Image: JoJo the toy poodle does not wear clothes, which solves the problem.
לֹא־יִהְיֶ֤ה כְלִי־גֶ֙בֶר֙ עַל־אִשָּׁ֔ה וְלֹא־יִלְבַּ֥שׁ גֶּ֖בֶר שִׂמְלַ֣ת אִשָּׁ֑ה כִּ֧י תוֹעֲבַ֛ת יְהוָ֥ה אֱלֹהֶ֖יךָ כָּל־עֹ֥שֵׂה אֵֽלֶּה׃ (פ)
A woman must not put on man’s apparel, nor shall a man wear woman’s clothing; for whoever does these things is abhorrent to the LORD your God. — Deuteronomy 22
For the past few months, I have been accompanying a young woman as she goes through the grueling process of preparing for gender affirming surgery. There are still many months ahead of her, and I am committed to accompanying her through those as well.
I do not pretend to be anything but a support person and a learner. Most of what I have learned is a deep respect for those individuals who choose the life-affirming path of owning their proper gender, whatever medical modalities they choose or do not choose to employ. They begin in a painful, confusing situation. They have to figure it all out despite opposition that may be psychologically and/or physically violent.
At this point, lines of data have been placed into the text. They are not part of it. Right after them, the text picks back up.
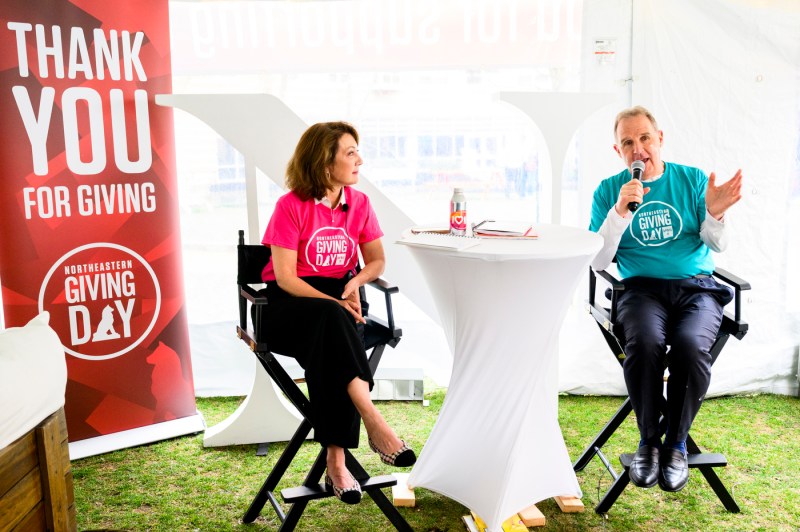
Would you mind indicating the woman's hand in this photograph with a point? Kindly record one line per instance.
(351, 300)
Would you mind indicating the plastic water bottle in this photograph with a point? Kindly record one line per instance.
(458, 213)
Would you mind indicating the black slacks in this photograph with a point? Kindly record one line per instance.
(324, 339)
(684, 314)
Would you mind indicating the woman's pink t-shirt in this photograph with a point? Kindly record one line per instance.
(326, 240)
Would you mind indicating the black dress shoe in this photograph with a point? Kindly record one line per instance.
(673, 472)
(644, 467)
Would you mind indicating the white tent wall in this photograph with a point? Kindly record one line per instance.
(721, 77)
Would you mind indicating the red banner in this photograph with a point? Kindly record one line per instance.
(89, 204)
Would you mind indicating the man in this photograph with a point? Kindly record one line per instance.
(663, 250)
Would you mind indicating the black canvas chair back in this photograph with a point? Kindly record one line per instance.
(606, 318)
(377, 333)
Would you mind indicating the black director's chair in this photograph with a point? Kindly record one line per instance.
(606, 318)
(377, 335)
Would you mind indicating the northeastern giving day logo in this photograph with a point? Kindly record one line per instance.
(106, 297)
(656, 223)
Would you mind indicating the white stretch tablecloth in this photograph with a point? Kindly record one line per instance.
(497, 447)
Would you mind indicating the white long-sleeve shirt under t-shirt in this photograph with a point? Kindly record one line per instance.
(712, 233)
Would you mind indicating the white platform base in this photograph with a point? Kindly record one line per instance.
(139, 436)
(264, 416)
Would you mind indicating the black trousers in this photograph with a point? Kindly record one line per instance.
(325, 340)
(684, 314)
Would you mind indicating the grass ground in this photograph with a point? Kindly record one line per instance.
(180, 485)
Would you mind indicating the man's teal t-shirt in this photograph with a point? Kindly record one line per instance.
(663, 239)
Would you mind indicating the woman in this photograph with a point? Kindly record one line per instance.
(313, 290)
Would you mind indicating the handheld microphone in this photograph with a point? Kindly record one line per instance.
(637, 169)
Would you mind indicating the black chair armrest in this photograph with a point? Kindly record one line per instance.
(609, 315)
(250, 293)
(738, 284)
(382, 286)
(735, 281)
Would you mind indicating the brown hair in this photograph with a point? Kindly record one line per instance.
(630, 113)
(307, 172)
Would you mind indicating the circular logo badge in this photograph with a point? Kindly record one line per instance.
(655, 223)
(106, 297)
(329, 248)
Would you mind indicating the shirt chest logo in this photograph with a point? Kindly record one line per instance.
(329, 247)
(656, 223)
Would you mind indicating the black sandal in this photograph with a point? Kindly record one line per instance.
(351, 495)
(403, 457)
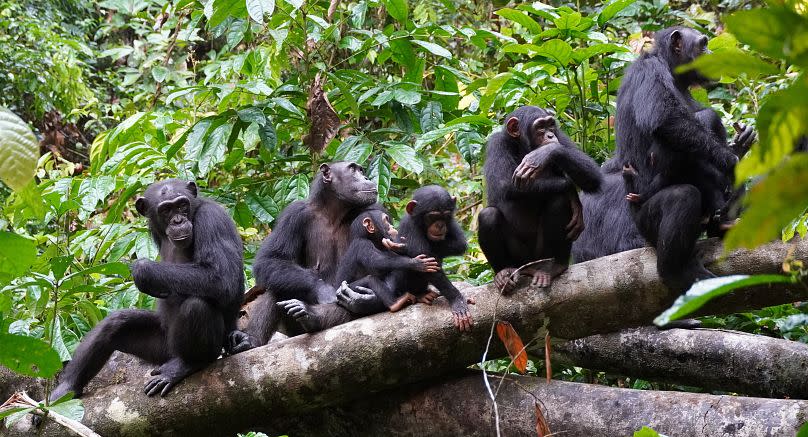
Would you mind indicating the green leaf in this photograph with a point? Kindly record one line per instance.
(431, 116)
(557, 50)
(772, 204)
(730, 63)
(404, 156)
(397, 9)
(19, 151)
(17, 255)
(612, 9)
(521, 18)
(263, 208)
(703, 291)
(434, 48)
(28, 356)
(258, 8)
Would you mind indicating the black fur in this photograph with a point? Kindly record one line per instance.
(199, 285)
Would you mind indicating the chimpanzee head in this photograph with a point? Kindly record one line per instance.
(432, 209)
(170, 206)
(681, 45)
(532, 127)
(346, 181)
(374, 225)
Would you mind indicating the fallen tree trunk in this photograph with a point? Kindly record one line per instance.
(390, 350)
(712, 359)
(461, 406)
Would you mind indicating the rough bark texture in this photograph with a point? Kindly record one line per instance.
(712, 359)
(385, 351)
(460, 406)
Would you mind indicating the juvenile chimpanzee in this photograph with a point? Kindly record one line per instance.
(533, 212)
(430, 228)
(199, 285)
(297, 263)
(371, 257)
(657, 115)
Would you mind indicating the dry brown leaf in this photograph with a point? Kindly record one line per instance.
(513, 343)
(324, 120)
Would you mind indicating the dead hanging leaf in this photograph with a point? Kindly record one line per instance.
(542, 428)
(324, 120)
(513, 343)
(547, 351)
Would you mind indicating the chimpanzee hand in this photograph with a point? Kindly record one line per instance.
(533, 164)
(461, 317)
(424, 263)
(361, 301)
(743, 139)
(143, 271)
(576, 224)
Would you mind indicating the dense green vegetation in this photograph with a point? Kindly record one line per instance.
(122, 93)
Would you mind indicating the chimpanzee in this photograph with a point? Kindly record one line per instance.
(655, 112)
(199, 285)
(533, 212)
(430, 228)
(371, 257)
(297, 263)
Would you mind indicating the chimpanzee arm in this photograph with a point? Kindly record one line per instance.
(216, 269)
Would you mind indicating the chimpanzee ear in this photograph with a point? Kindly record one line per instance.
(512, 127)
(142, 206)
(325, 169)
(676, 42)
(191, 187)
(411, 206)
(368, 224)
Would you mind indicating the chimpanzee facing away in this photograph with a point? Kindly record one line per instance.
(371, 257)
(297, 263)
(199, 284)
(533, 212)
(656, 115)
(429, 228)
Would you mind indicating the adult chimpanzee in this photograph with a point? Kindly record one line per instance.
(371, 257)
(297, 263)
(533, 212)
(199, 285)
(430, 228)
(656, 113)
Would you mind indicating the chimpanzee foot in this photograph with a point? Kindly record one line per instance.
(298, 310)
(238, 341)
(168, 375)
(505, 280)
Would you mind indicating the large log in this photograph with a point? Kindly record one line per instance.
(390, 350)
(461, 406)
(713, 359)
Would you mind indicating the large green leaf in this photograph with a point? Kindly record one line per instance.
(19, 151)
(703, 291)
(521, 18)
(17, 255)
(28, 356)
(772, 204)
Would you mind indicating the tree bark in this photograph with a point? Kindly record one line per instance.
(461, 406)
(711, 359)
(384, 351)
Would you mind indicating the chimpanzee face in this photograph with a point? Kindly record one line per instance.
(168, 206)
(349, 183)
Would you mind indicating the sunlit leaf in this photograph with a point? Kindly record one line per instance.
(704, 291)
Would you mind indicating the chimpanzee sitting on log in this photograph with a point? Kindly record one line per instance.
(531, 170)
(199, 285)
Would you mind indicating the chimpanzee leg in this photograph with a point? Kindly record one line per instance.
(194, 337)
(671, 221)
(136, 332)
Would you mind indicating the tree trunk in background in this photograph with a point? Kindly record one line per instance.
(354, 360)
(711, 359)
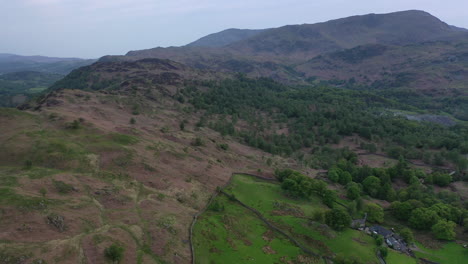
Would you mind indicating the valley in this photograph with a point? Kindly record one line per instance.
(246, 146)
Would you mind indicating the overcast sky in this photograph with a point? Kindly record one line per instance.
(93, 28)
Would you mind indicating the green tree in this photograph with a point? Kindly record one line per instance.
(375, 213)
(114, 253)
(383, 252)
(441, 179)
(333, 175)
(329, 198)
(407, 235)
(371, 185)
(444, 229)
(402, 210)
(379, 240)
(337, 219)
(352, 191)
(423, 218)
(345, 178)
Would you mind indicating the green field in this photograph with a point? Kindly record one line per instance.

So when I read this week’s Torah portion and the quotation above unrolled before me, I immediately thought of all the ways it has been used to hurt people dealing with gender dysphoria.
It’s one of those lines that seems so obvious we don’t look twice. “No crossdressing!”
Except — what if it is actually a commandment to respect the gender identity of others? If my young friend is certain she is a woman, then according to this verse, forcing her to wear men’s clothing is a to’evah — an abhorrent thing!
Ben Bag Bag said, “Turn it and turn it, for everything is in it.” Our first impressions of verses from Torah may be clouded by many elements, including our prejudices. May we continue to “turn it and turn it” until our understanding is in line with the main thrust of Torah, which calls for peace and wholeness for all!